Biomasse et distribution

En tenant compte de la diversité des poids des fourmis, les auteurs estiment également que le carbone sec dans ces quadrillions de petits corps s’élève à environ douze mégatonnes. À titre de comparaison, cela équivaut à environ 20 % de la biomasse humaine.

Enfin côté distribution, on apprend qu’il y a environ six fois plus de fourmis arboricoles que de fourmis terrestres. Chez ces dernières, les abondances se concentrent fortement dans les régions tropicales et subtropicales, mais varient considérablement selon les habitats. La densité de fourmis de litière de feuilles, par exemple, est la plus élevée dans les forêts, tandis que le nombre de fourmis activement en quête de nourriture au sol est le plus élevé dans les régions arides.

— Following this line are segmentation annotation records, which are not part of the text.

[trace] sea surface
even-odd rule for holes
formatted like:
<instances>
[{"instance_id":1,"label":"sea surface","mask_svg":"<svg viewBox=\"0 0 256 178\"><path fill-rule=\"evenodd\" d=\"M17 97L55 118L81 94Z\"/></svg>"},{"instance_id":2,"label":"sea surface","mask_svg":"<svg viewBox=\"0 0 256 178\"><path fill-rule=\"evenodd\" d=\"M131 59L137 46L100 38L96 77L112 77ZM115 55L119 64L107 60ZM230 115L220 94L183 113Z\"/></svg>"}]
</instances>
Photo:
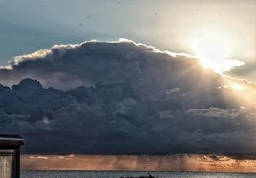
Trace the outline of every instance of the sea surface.
<instances>
[{"instance_id":1,"label":"sea surface","mask_svg":"<svg viewBox=\"0 0 256 178\"><path fill-rule=\"evenodd\" d=\"M147 175L136 171L22 171L21 178L120 178ZM158 178L256 178L256 173L149 172Z\"/></svg>"}]
</instances>

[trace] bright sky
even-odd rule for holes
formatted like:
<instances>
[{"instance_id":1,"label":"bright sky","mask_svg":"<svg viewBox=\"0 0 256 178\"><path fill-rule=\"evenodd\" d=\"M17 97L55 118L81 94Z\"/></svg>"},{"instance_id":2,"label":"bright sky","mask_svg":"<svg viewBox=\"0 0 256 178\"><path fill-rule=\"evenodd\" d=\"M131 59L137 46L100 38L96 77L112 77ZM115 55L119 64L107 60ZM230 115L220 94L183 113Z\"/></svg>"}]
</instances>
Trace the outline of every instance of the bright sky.
<instances>
[{"instance_id":1,"label":"bright sky","mask_svg":"<svg viewBox=\"0 0 256 178\"><path fill-rule=\"evenodd\" d=\"M128 38L256 81L254 0L0 0L0 65L54 44ZM221 64L221 65L220 65ZM249 66L248 66L249 64Z\"/></svg>"}]
</instances>

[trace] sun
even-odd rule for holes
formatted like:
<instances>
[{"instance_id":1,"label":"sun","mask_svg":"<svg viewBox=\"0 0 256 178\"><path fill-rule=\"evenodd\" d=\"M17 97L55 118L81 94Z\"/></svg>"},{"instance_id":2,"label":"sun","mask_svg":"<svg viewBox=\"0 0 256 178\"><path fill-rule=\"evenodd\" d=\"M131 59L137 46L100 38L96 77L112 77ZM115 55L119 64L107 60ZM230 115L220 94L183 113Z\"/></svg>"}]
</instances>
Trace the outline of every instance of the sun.
<instances>
[{"instance_id":1,"label":"sun","mask_svg":"<svg viewBox=\"0 0 256 178\"><path fill-rule=\"evenodd\" d=\"M229 71L235 66L241 66L244 62L230 59L232 55L232 40L228 35L220 31L199 31L192 40L193 50L201 63L211 68L215 72Z\"/></svg>"}]
</instances>

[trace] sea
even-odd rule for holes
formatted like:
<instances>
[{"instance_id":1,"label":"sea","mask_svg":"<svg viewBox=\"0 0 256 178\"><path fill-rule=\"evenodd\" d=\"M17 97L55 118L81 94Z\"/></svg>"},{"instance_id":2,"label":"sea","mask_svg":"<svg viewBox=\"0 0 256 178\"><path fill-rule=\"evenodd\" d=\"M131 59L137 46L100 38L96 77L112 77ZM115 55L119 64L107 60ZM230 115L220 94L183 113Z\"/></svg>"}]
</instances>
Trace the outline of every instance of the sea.
<instances>
[{"instance_id":1,"label":"sea","mask_svg":"<svg viewBox=\"0 0 256 178\"><path fill-rule=\"evenodd\" d=\"M158 178L256 178L256 173L138 172L138 171L22 171L20 178L120 178L151 175Z\"/></svg>"}]
</instances>

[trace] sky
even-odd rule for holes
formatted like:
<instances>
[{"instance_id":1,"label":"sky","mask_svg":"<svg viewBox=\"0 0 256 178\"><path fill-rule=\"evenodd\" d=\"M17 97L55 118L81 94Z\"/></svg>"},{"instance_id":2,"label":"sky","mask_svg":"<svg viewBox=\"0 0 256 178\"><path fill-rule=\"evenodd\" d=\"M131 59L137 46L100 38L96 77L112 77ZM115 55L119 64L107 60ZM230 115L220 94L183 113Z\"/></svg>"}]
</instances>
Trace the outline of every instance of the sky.
<instances>
[{"instance_id":1,"label":"sky","mask_svg":"<svg viewBox=\"0 0 256 178\"><path fill-rule=\"evenodd\" d=\"M2 0L0 64L54 44L127 38L191 55L202 54L197 46L218 46L209 55L245 63L227 74L255 81L255 7L253 0Z\"/></svg>"},{"instance_id":2,"label":"sky","mask_svg":"<svg viewBox=\"0 0 256 178\"><path fill-rule=\"evenodd\" d=\"M24 154L255 154L255 8L0 0L0 130Z\"/></svg>"}]
</instances>

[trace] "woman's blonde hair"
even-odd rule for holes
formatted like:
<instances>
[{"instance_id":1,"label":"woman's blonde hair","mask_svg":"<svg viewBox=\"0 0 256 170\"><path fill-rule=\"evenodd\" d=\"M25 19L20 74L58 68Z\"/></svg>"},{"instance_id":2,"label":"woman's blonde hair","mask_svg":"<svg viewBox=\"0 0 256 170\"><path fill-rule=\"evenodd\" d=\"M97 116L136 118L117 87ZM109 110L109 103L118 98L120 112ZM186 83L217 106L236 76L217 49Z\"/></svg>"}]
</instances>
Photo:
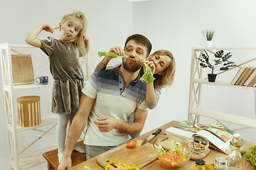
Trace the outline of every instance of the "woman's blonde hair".
<instances>
[{"instance_id":1,"label":"woman's blonde hair","mask_svg":"<svg viewBox=\"0 0 256 170\"><path fill-rule=\"evenodd\" d=\"M61 20L61 23L64 23L70 18L78 18L82 23L82 28L80 28L79 33L73 42L77 47L80 55L82 56L85 55L87 52L85 50L83 36L85 35L85 32L87 26L86 17L82 12L76 11L72 13L65 15Z\"/></svg>"},{"instance_id":2,"label":"woman's blonde hair","mask_svg":"<svg viewBox=\"0 0 256 170\"><path fill-rule=\"evenodd\" d=\"M167 68L164 71L162 75L154 74L154 77L156 79L154 81L154 86L158 88L166 87L172 84L174 79L175 74L175 60L173 55L171 52L166 50L160 50L154 52L149 56L159 55L167 55L171 58L171 63Z\"/></svg>"}]
</instances>

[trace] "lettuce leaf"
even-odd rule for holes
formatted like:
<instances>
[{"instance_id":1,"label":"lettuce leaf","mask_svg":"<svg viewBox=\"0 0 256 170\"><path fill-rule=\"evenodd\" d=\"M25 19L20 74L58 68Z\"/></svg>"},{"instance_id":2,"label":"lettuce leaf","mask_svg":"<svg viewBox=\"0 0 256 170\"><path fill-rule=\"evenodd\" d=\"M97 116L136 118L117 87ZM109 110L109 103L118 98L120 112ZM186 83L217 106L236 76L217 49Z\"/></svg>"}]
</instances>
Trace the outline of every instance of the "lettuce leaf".
<instances>
[{"instance_id":1,"label":"lettuce leaf","mask_svg":"<svg viewBox=\"0 0 256 170\"><path fill-rule=\"evenodd\" d=\"M250 162L252 166L256 169L256 144L250 147L248 150L241 150L240 152L242 157Z\"/></svg>"},{"instance_id":2,"label":"lettuce leaf","mask_svg":"<svg viewBox=\"0 0 256 170\"><path fill-rule=\"evenodd\" d=\"M100 55L100 57L107 56L107 57L128 57L128 56L127 55L119 55L117 53L112 52L98 52L98 55Z\"/></svg>"},{"instance_id":3,"label":"lettuce leaf","mask_svg":"<svg viewBox=\"0 0 256 170\"><path fill-rule=\"evenodd\" d=\"M142 76L139 79L142 82L146 82L147 84L151 84L156 79L153 76L153 74L149 68L149 66L144 62L146 67L145 73L142 75Z\"/></svg>"}]
</instances>

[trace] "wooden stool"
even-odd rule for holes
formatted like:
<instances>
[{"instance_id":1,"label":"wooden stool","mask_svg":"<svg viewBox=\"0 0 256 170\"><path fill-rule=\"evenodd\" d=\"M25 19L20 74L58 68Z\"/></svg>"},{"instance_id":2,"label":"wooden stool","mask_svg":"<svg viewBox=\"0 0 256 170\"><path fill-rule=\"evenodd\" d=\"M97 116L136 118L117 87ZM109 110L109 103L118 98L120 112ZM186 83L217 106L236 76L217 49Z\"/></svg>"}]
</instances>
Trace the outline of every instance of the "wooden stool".
<instances>
[{"instance_id":1,"label":"wooden stool","mask_svg":"<svg viewBox=\"0 0 256 170\"><path fill-rule=\"evenodd\" d=\"M85 147L83 141L78 142L78 144ZM43 154L43 157L46 159L48 170L57 169L59 162L58 159L58 149L48 151ZM72 152L71 154L72 166L79 164L86 161L86 154L82 154L76 151Z\"/></svg>"},{"instance_id":2,"label":"wooden stool","mask_svg":"<svg viewBox=\"0 0 256 170\"><path fill-rule=\"evenodd\" d=\"M40 96L17 98L18 123L21 127L31 127L41 123Z\"/></svg>"}]
</instances>

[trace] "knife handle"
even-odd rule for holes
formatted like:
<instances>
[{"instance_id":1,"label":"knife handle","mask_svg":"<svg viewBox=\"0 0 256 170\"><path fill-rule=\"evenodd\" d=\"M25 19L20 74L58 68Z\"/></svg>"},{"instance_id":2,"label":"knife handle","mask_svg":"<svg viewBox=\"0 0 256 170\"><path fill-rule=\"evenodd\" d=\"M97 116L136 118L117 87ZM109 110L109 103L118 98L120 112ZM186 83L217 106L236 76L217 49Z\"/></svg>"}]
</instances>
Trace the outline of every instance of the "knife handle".
<instances>
[{"instance_id":1,"label":"knife handle","mask_svg":"<svg viewBox=\"0 0 256 170\"><path fill-rule=\"evenodd\" d=\"M158 129L158 130L156 130L156 132L152 133L152 135L156 136L159 132L161 132L161 129Z\"/></svg>"}]
</instances>

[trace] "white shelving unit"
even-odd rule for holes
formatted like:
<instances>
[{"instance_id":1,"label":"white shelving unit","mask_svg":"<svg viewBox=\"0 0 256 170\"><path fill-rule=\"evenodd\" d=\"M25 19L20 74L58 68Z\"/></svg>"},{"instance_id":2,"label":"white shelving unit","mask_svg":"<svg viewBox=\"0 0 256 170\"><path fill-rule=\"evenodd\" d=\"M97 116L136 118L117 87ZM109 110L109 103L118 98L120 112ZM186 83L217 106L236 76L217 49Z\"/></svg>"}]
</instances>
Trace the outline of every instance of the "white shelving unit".
<instances>
[{"instance_id":1,"label":"white shelving unit","mask_svg":"<svg viewBox=\"0 0 256 170\"><path fill-rule=\"evenodd\" d=\"M203 116L214 119L222 125L223 125L223 122L226 122L240 125L243 127L234 130L246 128L256 128L256 119L201 108L202 84L256 90L255 87L231 85L230 82L228 81L216 81L215 82L208 82L207 78L203 77L203 69L200 66L200 61L197 60L196 57L201 57L204 50L206 50L209 53L214 54L213 51L219 50L254 50L254 52L255 52L255 57L251 60L245 61L240 64L235 63L237 64L235 67L240 67L243 64L252 62L256 60L256 47L192 47L188 120L191 122L199 123L200 117ZM229 72L235 67L233 67L225 72L219 72L218 74Z\"/></svg>"},{"instance_id":2,"label":"white shelving unit","mask_svg":"<svg viewBox=\"0 0 256 170\"><path fill-rule=\"evenodd\" d=\"M33 144L39 141L46 134L55 135L51 132L57 125L58 115L50 113L49 114L41 115L41 123L38 125L28 128L20 127L18 122L17 122L16 116L18 115L18 110L16 110L15 106L16 105L14 93L17 91L24 91L31 89L38 89L50 87L52 88L53 83L49 82L48 85L39 85L38 84L26 84L15 86L13 84L12 76L12 64L11 64L11 55L18 54L22 55L16 49L21 48L34 48L28 45L11 45L9 43L0 44L0 57L1 57L1 67L2 76L2 85L5 105L5 115L6 123L6 134L8 142L8 151L9 157L10 169L23 170L28 169L32 166L43 163L46 160L43 158L42 154L57 148L56 145L53 145L47 148L43 148L40 150L29 152L24 154L24 151L30 148ZM33 60L33 58L32 57ZM85 73L85 79L87 80L89 77L89 56L86 55L82 57L82 66ZM85 66L84 67L84 64ZM41 63L38 67L45 67L46 63ZM34 70L36 69L34 68ZM47 130L41 130L39 128L47 127ZM49 128L50 126L50 128ZM21 132L33 130L41 132L41 135L37 137L34 141L32 141L25 148L18 149L18 140L17 134ZM54 137L55 139L55 137ZM54 143L55 143L53 140Z\"/></svg>"}]
</instances>

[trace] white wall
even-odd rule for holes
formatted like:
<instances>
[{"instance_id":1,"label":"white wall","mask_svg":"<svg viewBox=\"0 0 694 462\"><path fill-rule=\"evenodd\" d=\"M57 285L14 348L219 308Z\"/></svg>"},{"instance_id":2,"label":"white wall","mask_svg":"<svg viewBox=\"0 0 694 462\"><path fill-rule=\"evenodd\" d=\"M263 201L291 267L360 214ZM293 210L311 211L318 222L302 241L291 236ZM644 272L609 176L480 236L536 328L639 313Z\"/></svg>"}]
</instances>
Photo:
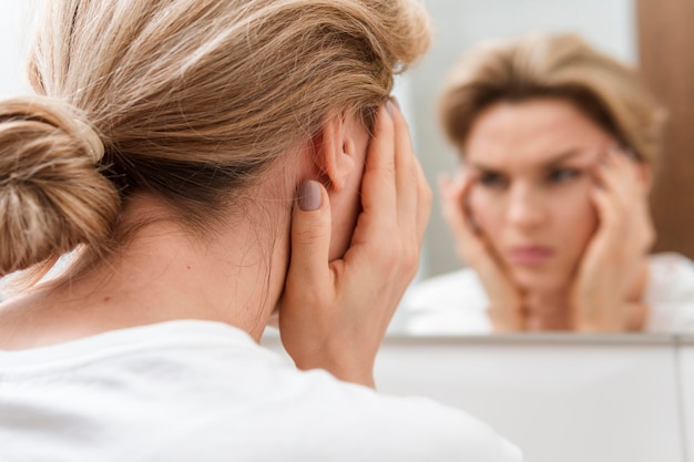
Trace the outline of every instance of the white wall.
<instances>
[{"instance_id":1,"label":"white wall","mask_svg":"<svg viewBox=\"0 0 694 462\"><path fill-rule=\"evenodd\" d=\"M43 0L2 0L0 4L0 95L29 91L25 55L35 12Z\"/></svg>"},{"instance_id":2,"label":"white wall","mask_svg":"<svg viewBox=\"0 0 694 462\"><path fill-rule=\"evenodd\" d=\"M481 419L528 462L694 462L694 337L391 336L375 379Z\"/></svg>"}]
</instances>

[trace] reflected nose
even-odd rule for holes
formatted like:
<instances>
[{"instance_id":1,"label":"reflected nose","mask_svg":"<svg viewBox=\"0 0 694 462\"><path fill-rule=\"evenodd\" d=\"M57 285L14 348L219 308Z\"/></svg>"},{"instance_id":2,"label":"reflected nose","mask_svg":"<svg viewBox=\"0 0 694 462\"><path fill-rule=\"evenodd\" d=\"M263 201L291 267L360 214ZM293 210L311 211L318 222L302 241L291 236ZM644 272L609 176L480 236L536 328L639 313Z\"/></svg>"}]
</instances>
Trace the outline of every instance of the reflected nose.
<instances>
[{"instance_id":1,"label":"reflected nose","mask_svg":"<svg viewBox=\"0 0 694 462\"><path fill-rule=\"evenodd\" d=\"M513 187L509 195L507 219L510 225L524 229L543 225L547 211L539 192L525 185Z\"/></svg>"}]
</instances>

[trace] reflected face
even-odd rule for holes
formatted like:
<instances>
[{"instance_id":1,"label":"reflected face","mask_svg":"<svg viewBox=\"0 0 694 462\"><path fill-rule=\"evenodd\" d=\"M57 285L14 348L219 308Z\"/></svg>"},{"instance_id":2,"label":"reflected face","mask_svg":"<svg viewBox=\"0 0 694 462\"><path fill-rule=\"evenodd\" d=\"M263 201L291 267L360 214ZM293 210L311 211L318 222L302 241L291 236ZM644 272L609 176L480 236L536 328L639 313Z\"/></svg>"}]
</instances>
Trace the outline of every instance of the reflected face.
<instances>
[{"instance_id":1,"label":"reflected face","mask_svg":"<svg viewBox=\"0 0 694 462\"><path fill-rule=\"evenodd\" d=\"M500 102L474 121L463 146L478 176L467 206L521 288L571 283L598 225L592 170L614 144L559 99Z\"/></svg>"}]
</instances>

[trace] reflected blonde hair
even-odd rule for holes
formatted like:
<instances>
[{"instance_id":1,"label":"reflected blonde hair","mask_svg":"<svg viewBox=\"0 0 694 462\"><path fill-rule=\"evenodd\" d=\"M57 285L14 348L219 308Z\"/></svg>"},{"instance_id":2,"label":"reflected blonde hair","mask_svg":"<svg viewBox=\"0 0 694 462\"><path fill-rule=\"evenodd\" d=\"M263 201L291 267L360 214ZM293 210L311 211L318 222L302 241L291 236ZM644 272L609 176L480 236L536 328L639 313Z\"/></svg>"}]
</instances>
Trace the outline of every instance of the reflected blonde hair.
<instances>
[{"instance_id":1,"label":"reflected blonde hair","mask_svg":"<svg viewBox=\"0 0 694 462\"><path fill-rule=\"evenodd\" d=\"M470 129L484 109L535 97L572 102L639 160L657 163L665 111L634 70L575 34L532 33L472 49L450 73L439 119L465 155Z\"/></svg>"},{"instance_id":2,"label":"reflected blonde hair","mask_svg":"<svg viewBox=\"0 0 694 462\"><path fill-rule=\"evenodd\" d=\"M368 124L430 40L414 0L47 3L39 96L0 102L0 275L118 246L137 193L205 228L331 114Z\"/></svg>"}]
</instances>

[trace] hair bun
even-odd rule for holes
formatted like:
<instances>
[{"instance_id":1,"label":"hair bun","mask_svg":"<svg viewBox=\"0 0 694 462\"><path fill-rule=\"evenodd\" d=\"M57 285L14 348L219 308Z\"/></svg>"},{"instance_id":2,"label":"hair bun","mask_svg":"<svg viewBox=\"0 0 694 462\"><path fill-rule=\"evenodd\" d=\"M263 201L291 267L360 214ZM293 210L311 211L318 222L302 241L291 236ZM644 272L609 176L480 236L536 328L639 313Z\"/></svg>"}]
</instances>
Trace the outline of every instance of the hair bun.
<instances>
[{"instance_id":1,"label":"hair bun","mask_svg":"<svg viewBox=\"0 0 694 462\"><path fill-rule=\"evenodd\" d=\"M103 152L64 102L0 102L0 275L108 238L120 199L96 167Z\"/></svg>"}]
</instances>

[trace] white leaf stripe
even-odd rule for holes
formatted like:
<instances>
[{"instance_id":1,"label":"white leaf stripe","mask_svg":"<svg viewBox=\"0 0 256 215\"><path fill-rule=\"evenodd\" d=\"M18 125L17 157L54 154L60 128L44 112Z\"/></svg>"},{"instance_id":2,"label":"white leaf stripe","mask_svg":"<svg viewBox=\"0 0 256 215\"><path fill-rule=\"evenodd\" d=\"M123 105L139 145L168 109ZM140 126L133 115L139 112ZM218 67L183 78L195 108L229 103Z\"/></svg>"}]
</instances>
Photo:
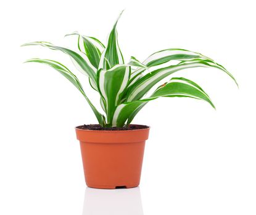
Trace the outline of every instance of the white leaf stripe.
<instances>
[{"instance_id":1,"label":"white leaf stripe","mask_svg":"<svg viewBox=\"0 0 256 215\"><path fill-rule=\"evenodd\" d=\"M184 78L173 78L167 84L158 88L151 96L120 104L114 114L112 125L119 127L127 120L130 123L138 112L151 100L159 97L175 96L202 100L215 108L208 95L196 83Z\"/></svg>"},{"instance_id":2,"label":"white leaf stripe","mask_svg":"<svg viewBox=\"0 0 256 215\"><path fill-rule=\"evenodd\" d=\"M177 65L167 66L159 69L147 74L139 79L128 90L127 101L131 101L142 98L155 84L165 77L178 71L196 67L213 67L222 70L228 74L235 82L234 77L223 66L216 64L209 60L197 59L189 61L184 61Z\"/></svg>"},{"instance_id":3,"label":"white leaf stripe","mask_svg":"<svg viewBox=\"0 0 256 215\"><path fill-rule=\"evenodd\" d=\"M117 40L117 25L123 11L119 15L108 38L107 45L105 49L103 60L105 61L105 58L107 59L109 63L101 62L101 67L99 68L109 69L115 65L124 63L123 55L121 53Z\"/></svg>"},{"instance_id":4,"label":"white leaf stripe","mask_svg":"<svg viewBox=\"0 0 256 215\"><path fill-rule=\"evenodd\" d=\"M115 107L119 104L122 95L126 88L130 76L130 66L118 64L109 70L99 69L97 84L104 100L108 123L111 123Z\"/></svg>"},{"instance_id":5,"label":"white leaf stripe","mask_svg":"<svg viewBox=\"0 0 256 215\"><path fill-rule=\"evenodd\" d=\"M52 50L62 51L71 57L72 62L74 63L78 70L83 74L88 76L92 79L93 82L96 83L96 68L94 68L94 66L90 63L87 58L87 57L85 54L83 54L83 57L82 57L76 52L71 50L68 49L54 45L47 42L34 42L22 45L22 46L27 45L41 45ZM83 55L83 53L81 53L81 55Z\"/></svg>"},{"instance_id":6,"label":"white leaf stripe","mask_svg":"<svg viewBox=\"0 0 256 215\"><path fill-rule=\"evenodd\" d=\"M115 99L115 106L117 106L117 104L118 104L118 102L121 99L120 95L124 92L125 89L127 87L127 84L129 81L130 76L131 74L130 69L131 68L130 66L126 66L125 68L125 75L123 76L123 81L122 82L122 85L119 89L119 91L118 92L117 94L117 98Z\"/></svg>"},{"instance_id":7,"label":"white leaf stripe","mask_svg":"<svg viewBox=\"0 0 256 215\"><path fill-rule=\"evenodd\" d=\"M128 63L128 64L130 66L137 66L139 68L142 68L146 69L147 69L147 67L145 66L143 63L139 62L136 58L135 58L134 57L131 57L131 59L130 60L130 62Z\"/></svg>"},{"instance_id":8,"label":"white leaf stripe","mask_svg":"<svg viewBox=\"0 0 256 215\"><path fill-rule=\"evenodd\" d=\"M144 61L143 64L147 66L154 66L171 60L189 60L194 58L211 60L197 52L181 49L169 49L155 52Z\"/></svg>"},{"instance_id":9,"label":"white leaf stripe","mask_svg":"<svg viewBox=\"0 0 256 215\"><path fill-rule=\"evenodd\" d=\"M148 90L145 90L145 89L149 88L149 89L159 81L176 71L189 68L204 66L206 67L206 66L203 64L197 63L186 64L185 65L181 64L179 66L171 66L170 67L153 71L151 74L148 74L139 79L139 81L141 80L139 84L136 84L135 87L131 89L129 92L127 101L131 101L136 100L139 96L139 93L143 96L145 94L144 93L143 90L144 90L144 91L146 91L145 93L146 93ZM139 96L139 97L141 98L142 96ZM139 98L139 99L140 98Z\"/></svg>"},{"instance_id":10,"label":"white leaf stripe","mask_svg":"<svg viewBox=\"0 0 256 215\"><path fill-rule=\"evenodd\" d=\"M94 106L93 104L93 103L85 94L85 91L83 90L83 87L76 76L75 76L66 66L60 63L47 59L33 58L25 61L25 63L29 62L40 63L50 66L59 72L65 77L66 77L83 94L83 96L86 100L91 108L93 111L99 124L102 126L104 126L104 124L105 123L105 117L99 113L99 111L96 109L96 108L94 107Z\"/></svg>"}]
</instances>

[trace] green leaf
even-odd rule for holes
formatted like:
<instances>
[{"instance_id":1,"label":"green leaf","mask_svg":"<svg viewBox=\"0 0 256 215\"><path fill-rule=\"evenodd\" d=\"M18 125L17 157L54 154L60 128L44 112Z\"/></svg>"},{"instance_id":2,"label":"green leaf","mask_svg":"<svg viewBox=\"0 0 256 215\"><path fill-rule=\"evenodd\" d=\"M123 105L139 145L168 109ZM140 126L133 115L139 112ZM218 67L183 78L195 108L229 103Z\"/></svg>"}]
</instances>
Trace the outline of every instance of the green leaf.
<instances>
[{"instance_id":1,"label":"green leaf","mask_svg":"<svg viewBox=\"0 0 256 215\"><path fill-rule=\"evenodd\" d=\"M197 84L182 77L172 78L159 87L149 98L120 104L114 114L112 126L123 127L130 123L135 115L149 101L159 97L189 97L204 100L215 108L207 94Z\"/></svg>"},{"instance_id":2,"label":"green leaf","mask_svg":"<svg viewBox=\"0 0 256 215\"><path fill-rule=\"evenodd\" d=\"M177 65L158 69L144 76L129 87L127 101L139 100L157 83L175 72L184 69L197 67L218 68L228 74L236 83L234 77L222 66L210 60L194 59L191 61L182 61Z\"/></svg>"},{"instance_id":3,"label":"green leaf","mask_svg":"<svg viewBox=\"0 0 256 215\"><path fill-rule=\"evenodd\" d=\"M25 44L22 46L27 45L41 45L52 50L57 50L67 54L71 57L72 62L81 72L83 74L89 76L96 85L96 69L91 64L86 56L84 54L83 57L81 55L70 49L56 46L47 42L34 42ZM81 53L82 54L82 53Z\"/></svg>"},{"instance_id":4,"label":"green leaf","mask_svg":"<svg viewBox=\"0 0 256 215\"><path fill-rule=\"evenodd\" d=\"M130 66L136 66L140 68L147 69L147 67L146 66L145 66L143 63L141 63L139 60L138 60L133 56L131 57L131 60L130 60L128 64Z\"/></svg>"},{"instance_id":5,"label":"green leaf","mask_svg":"<svg viewBox=\"0 0 256 215\"><path fill-rule=\"evenodd\" d=\"M78 49L85 53L93 66L97 68L101 53L105 48L103 44L98 39L94 37L81 35L77 31L67 34L66 36L70 35L78 36Z\"/></svg>"},{"instance_id":6,"label":"green leaf","mask_svg":"<svg viewBox=\"0 0 256 215\"><path fill-rule=\"evenodd\" d=\"M117 25L123 12L123 10L119 15L109 34L107 47L101 55L99 69L109 69L117 64L124 63L123 55L119 48L117 31Z\"/></svg>"},{"instance_id":7,"label":"green leaf","mask_svg":"<svg viewBox=\"0 0 256 215\"><path fill-rule=\"evenodd\" d=\"M89 105L90 106L91 108L93 109L93 111L96 116L96 118L99 123L102 126L104 126L104 124L105 123L104 116L100 114L99 111L96 109L96 108L94 107L94 106L93 104L93 103L91 102L91 101L89 100L89 98L85 94L85 91L83 90L79 80L66 66L65 66L60 63L47 59L33 58L30 59L25 61L25 63L28 62L39 63L50 66L52 68L57 70L59 72L60 72L66 79L67 79L83 94L83 96L85 98L87 102L89 103Z\"/></svg>"},{"instance_id":8,"label":"green leaf","mask_svg":"<svg viewBox=\"0 0 256 215\"><path fill-rule=\"evenodd\" d=\"M200 53L181 49L169 49L157 52L150 55L143 64L147 67L158 66L171 60L190 60L193 59L210 60Z\"/></svg>"},{"instance_id":9,"label":"green leaf","mask_svg":"<svg viewBox=\"0 0 256 215\"><path fill-rule=\"evenodd\" d=\"M108 123L111 123L114 111L126 89L130 72L130 66L125 64L98 71L97 86L104 101Z\"/></svg>"}]
</instances>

Pour les auteurs, ces nouveaux travaux mettent en évidence le rôle central de ces insectes dans les écosystèmes terrestres, mais aussi des lacunes écologiques et géographiques majeures dans nos connaissances actuelles. À terme, ces nouvelles données pourraient fournir une base de référence permettant de suivre les réponses des fourmis aux changements environnementaux.